Appliqué à un problème de pollution, l'optimum peut être rétabli par des essais successifs de différents taux de taxes (ou subventions) à mettre en place, en supposant que le Principal soit à même de connaître les quantités de pollutions émises initialement, et que cette observation ait un coût négligeable. Dans ce cadre, l'objectif du Principal est de minimiser le coût social des dommages. L'Agent lui cherche à minimiser son coût de dépollution, pour limiter le montant de la taxe. Théoriquement, la proposition de différents menus à l'Agent doit conduire à l'optimum de Pareto, en aboutissant à un taux de taxe égal aux coûts marginaux de dépollution des agents.

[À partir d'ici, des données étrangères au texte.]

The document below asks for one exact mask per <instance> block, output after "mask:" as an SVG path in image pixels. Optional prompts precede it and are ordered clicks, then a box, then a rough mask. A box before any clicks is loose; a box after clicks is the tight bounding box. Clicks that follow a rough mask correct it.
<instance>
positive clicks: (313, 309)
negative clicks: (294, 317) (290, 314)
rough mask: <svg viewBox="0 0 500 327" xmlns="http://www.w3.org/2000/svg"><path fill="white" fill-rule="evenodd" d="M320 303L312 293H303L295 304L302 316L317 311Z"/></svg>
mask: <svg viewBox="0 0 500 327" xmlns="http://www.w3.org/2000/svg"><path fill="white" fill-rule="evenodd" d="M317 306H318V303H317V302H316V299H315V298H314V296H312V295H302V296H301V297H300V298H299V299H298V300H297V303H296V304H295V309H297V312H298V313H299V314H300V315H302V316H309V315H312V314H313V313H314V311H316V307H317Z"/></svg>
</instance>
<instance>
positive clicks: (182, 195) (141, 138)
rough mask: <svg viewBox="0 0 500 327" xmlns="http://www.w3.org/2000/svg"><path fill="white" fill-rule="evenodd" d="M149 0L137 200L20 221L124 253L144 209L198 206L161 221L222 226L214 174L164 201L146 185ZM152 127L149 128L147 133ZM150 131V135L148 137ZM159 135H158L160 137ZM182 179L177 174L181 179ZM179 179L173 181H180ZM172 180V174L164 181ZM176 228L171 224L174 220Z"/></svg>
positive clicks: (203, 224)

Cependant, ce système d'essais-erreurs est difficile à réaliser dans la pratique car "les politiques d'investissement des entreprises sont discrètes, s'étalent

sur plusieurs périodes et donnent lieu à d'importants coûts fixes" (Assouline

M., Lemiale L., 1998 : 61).

En outre, ce mécanisme peut s'avérer inefficace s'il ne respecte pas la contrainte de participation, le coût d'acceptation du contrat du Principal par l'Agent pouvant être particulièrement élevé. En d'autres termes, la révélation de l'information cachée par l'Agent dépend du fait qu'il ne subisse pas de coûts supplémentaires (directs ou en bénéfices perdus). Par exemple, "si les

entreprises anticipent l'instauration d'une taxe dont le taux de taxe serait fonction du coût marginal annoncé, elles vont avoir tendance à sous-estimer leur coût de dépollution. Si au contraire, elles anticipent l'instauration d'une politique de quantité (norme ou permis), elles seront incitées à surestimer leur coût de dépollution pour obtenir un nombre de permis plus élevé" (Kwerel,

1977).

Dans le secteur agricole, comme dans les autres secteurs d'activités, les problèmes d'autosélection sont importants. Les asymétries d'information portent sur les technologies de production et le respect des réglementations établies. Généralement, le législateur ne peut directement connaître, ni les émissions polluantes individuelles, ni les coûts marginaux de dépollution. Sur le court terme, les coûts de contrôle (ou d'acquisition de l'information) étant extrêmement élevés, la mise en place de politiques correctives est dans la réalité subordonnée à des essais successifs dont l'objectif est de limiter globalement les pollutions, sans chercher à atteindre l'optimum. En d'autres termes, dans le cas des pollutions d'origine agricole, le coût excessif d'acquisition de l'information pousse le législateur à adopter des politiques sous optimales.